The success of treatment of recurrent/metastatic unresectable GIST with imatinib suggested that adjuvant therapy with imatinib might delay the time to recurrence/metastasis. Most patients with localized, resectable GIST are cured by surgery and will not benefit from adjuvant therapy. However, about 40% of GISTs will recur, and adjuvant therapy should be considered after resection in each patient with GIST. Adjuvant therapy has been examined in two large trials.

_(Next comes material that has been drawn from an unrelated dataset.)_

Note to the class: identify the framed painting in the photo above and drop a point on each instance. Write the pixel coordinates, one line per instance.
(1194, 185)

Follow-up at 19.7 months of a large, randomized placebo-controlled trial that examined recurrence-free survival (RFS) after 1 year of adjuvant imatinib demonstrated a 1-year RFS of 98% in the imatinib arm versus 83% in the placebo arm. A subsequent trial comparing 1 year to 3 years of adjuvant imatinib demonstrated an 87% RFS in the 3-year treatment group versus 60% at 1 year. There was also a difference in overall survival: 92% versus 82% at 5 years of follow-up in the 3-year and 1-year treatment groups, respectively. With this strong argument for adjuvant therapy, imatinib received FDA approval for the adjuvant treatment of patients with GIST.
Ripretinib
Ripretinib (QINLOCK, Deciphera Pharmaceuticals) is considered fourth-line therapy for adult patients with advanced GIST who have received treatment with three or more kinase inhibitors, including imatinib. The INVICTUS trial showed improved median progression-free survival of 6.3 months versus 1.0 month with placebo, as well as improved median overall survival (statistical significance could not be evaluated due to the methodology). In addition, it has been shown that efficacy may be associated with specific resistance mutation types in the activation loop exons, such that KIT exon 11 plus 17/18 mutations may be the more sensitive to ripretinib than sunitinib.

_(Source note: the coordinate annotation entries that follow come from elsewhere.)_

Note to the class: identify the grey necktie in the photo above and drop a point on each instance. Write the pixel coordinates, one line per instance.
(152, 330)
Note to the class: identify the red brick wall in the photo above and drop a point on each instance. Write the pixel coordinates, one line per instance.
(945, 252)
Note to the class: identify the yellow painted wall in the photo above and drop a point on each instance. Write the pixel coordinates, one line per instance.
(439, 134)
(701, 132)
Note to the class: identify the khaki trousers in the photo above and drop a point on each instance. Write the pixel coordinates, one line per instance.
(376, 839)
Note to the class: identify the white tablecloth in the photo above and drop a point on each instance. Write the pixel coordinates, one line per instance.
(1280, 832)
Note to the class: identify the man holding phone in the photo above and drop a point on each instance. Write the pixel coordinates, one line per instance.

There has been significant progress in the treatment of PDGFRA D842V mutant GISTs. Avapritinib (BLU-285, Blueprint Medicines), an oral receptor TKI, has shown great efficacy in the treatment of PDGFRA D842V mutant GIST and was approved by the FDA in 2020 as first-line therapy for patients with unresectable or metastatic GIST harboring PGFRA exon 18 mutations. Avapritinib is also active in inhibiting other KIT and PDGFRA mutants, so it may find greater utility in the treatment of GIST patients. Avapritinib has also shown marked activity in patients with systemic mastocytosis, which is characterized by KIT D816V activation loop mutations.
With rare exceptions, SDH-deficient GISTs do not respond to imatinib. There is some evidence for activity in SDH-deficient GIST with sunitinib and regorafenib. , However, the number of responses is small and the duration of response unclear. Further studies are required to determine the long-term efficacy of sunitinib and regorafenib in SDH-deficient GIST and to identify an optimized therapy for this GIST subtype.
Some evidence from case reports indicates that BRAF V600E mutant GISTs respond to BRAF inhibitors and may benefit from treatment with this class of drugs.
Histologic Assessment of Treated GIST
Neoadjuvant therapy is often used for locally advanced or large tumors to shrink and ultimately make them amenable to surgical resection. Pathologists may be asked to evaluate the therapeutic response. Morphologic changes in GIST treated with imatinib include hyalinization, hypocellularity, and occasionally myxoid stroma and necrosis ( Fig. 18.30 ). Within the hypocellular hyalinized areas, tumor cells are almost always present but may be difficult to identify by H&E alone and may be more readily identifiable with KIT or DOG1 immunostains. In addition, discrete foci of hypercellular viable tumor may be present, sometimes as separate nodules and sometimes within a larger hyalinized tumor (“nodule within a nodule” appearance). Mutational analysis has demonstrated the presence of secondary resistance mutations within these viable hypercellular foci, reflecting disease progression.